TXT 文档分割工具

这是一个简单而强大的 Python 脚本，旨在帮助你根据目录标题自动分割大型 TXT 文档。它特别适用于将包含多章节、多篇文章或多段内容的单一文本文件，分解成多个独立的、易于管理的子文件。

核心功能

自动识别目录：脚本能够识别文档中以 ***** 包围的目录部分，并提取所有章节标题。
智能分割：它会根据这些标题在文档正文中的位置，将文件精确地切割成多个部分。
自动命名：每个分割后的文件都会根据目录标题进行命名，并按顺序添加编号，方便组织和查找。
容错处理：该脚本能处理标题大小写不一致以及文件名中包含特殊字符的情况，确保分割过程顺畅无误。

使用方法

将你的文档内容保存为 .txt 文件，确保目录部分被 ***** 包围。
将你的文档路径填写到脚本的 split_txt_by_toc 函数中。
运行脚本。

输入与输出示例

输入文件 (document.txt)：

不相关内容
*****
标题1
标题2
标题3
*****

标题1
这是标题1的内容。
它包含第一部分的所有信息。

标题2
这是标题2的内容。
这部分可能是关于另一个主题的。

标题3
这是标题3的内容。
这是文档的最后一部分。

运行脚本后生成的输出文件：

脚本会在同一个目录下创建一个名为 document_split 的新文件夹，其中包含以下文件：

01_标题1.txt
02_标题2.txt
03_标题3.txt

01_标题1.txt 文件的内容：

标题1

这是标题1的内容。
它包含第一部分的所有信息。

import os
import re

def split_txt_by_toc(file_path):
    """
    Splits a TXT file into multiple files based on a table of contents (TOC).

    Args:
        file_path (str): The path to the input TXT file.
    """
    try:
        with open(file_path, 'r', encoding='utf-8') as f:
            content = f.read()
    except FileNotFoundError:
        print(f"Error: The file '{file_path}' was not found.")
        return
    except Exception as e:
        print(f"An error occurred while reading the file: {e}")
        return

    # Find the table of contents block
    toc_start = content.find('*****')
    if toc_start == -1:
        print("Error: Table of contents start marker '*****' not found.")
        return

    toc_end = content.find('*****', toc_start + 1)
    if toc_end == -1:
        print("Error: Table of contents end marker '*****' not found.")
        return

    # Extract the TOC titles and their order
    toc_block = content[toc_start + 5:toc_end].strip()
    toc_titles = [line.strip() for line in toc_block.split('\n') if line.strip()]
    
    # Create a new directory for the output files
    output_dir = os.path.splitext(os.path.basename(file_path))[0] + "_split"
    os.makedirs(output_dir, exist_ok=True)
    print(f"Creating output directory: {output_dir}")

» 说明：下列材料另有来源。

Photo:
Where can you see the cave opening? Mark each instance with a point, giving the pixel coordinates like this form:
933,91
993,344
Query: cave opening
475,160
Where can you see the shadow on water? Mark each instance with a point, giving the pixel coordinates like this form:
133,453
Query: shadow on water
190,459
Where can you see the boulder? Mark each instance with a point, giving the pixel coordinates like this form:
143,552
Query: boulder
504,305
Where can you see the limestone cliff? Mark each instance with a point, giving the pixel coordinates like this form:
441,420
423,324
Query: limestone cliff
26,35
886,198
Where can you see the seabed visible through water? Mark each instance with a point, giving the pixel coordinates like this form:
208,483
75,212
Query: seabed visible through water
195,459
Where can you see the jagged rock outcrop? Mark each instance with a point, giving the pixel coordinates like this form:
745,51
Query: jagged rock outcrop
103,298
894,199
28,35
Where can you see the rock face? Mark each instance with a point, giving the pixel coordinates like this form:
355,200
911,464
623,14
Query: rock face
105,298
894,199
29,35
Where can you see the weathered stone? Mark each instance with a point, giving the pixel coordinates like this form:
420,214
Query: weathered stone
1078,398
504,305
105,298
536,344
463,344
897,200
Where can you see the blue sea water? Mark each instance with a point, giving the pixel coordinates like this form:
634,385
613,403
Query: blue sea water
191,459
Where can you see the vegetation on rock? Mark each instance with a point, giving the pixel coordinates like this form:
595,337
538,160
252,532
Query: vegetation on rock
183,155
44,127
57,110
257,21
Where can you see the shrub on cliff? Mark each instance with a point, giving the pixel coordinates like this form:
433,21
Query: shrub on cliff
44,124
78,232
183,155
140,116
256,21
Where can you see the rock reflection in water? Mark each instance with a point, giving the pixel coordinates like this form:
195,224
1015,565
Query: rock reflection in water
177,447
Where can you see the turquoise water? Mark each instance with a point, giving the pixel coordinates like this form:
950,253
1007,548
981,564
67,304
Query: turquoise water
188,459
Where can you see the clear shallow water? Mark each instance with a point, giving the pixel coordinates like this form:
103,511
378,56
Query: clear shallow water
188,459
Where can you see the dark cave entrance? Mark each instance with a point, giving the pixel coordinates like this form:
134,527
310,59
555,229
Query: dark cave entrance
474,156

    # Split the main content
    main_content = content[toc_end + 5:].strip()

    # Function to sanitize filenames
    def sanitize_filename(name):
        # Remove characters that are not letters, numbers, hyphens, or underscores
        # Replace spaces with underscores
        sanitized_name = re.sub(r'[^\w\s-]', '', name).strip().replace(' ', '_')
        return sanitized_name

    for i, title in enumerate(toc_titles):
        # Escape special regex characters in the title
        
        # Regex to match the title as a standalone line, with optional leading/trailing whitespace
        pattern = re.compile(rf'^\s*{re.escape(title)}\s*$', re.IGNORECASE | re.MULTILINE)
        
        # Find the starting position of the current title in the main content
        match = pattern.search(main_content)
        if not match:
            print(f"Warning: Title '{title}' not found in the main content. Skipping.")
            continue
            
        start_pos = match.end()

        # Find the end position for the current section
        end_pos = -1
        if i + 1 < len(toc_titles):
            next_title = toc_titles[i + 1]
            next_pattern = re.compile(rf'^\s*{re.escape(next_title)}\s*$', re.IGNORECASE | re.MULTILINE)
            next_match = next_pattern.search(main_content, start_pos)
            if next_match:
                end_pos = next_match.start()
        
        # Extract the content for the current section
        if end_pos != -1:
            section_content = main_content[start_pos:end_pos].strip()
        else:
            section_content = main_content[start_pos:].strip()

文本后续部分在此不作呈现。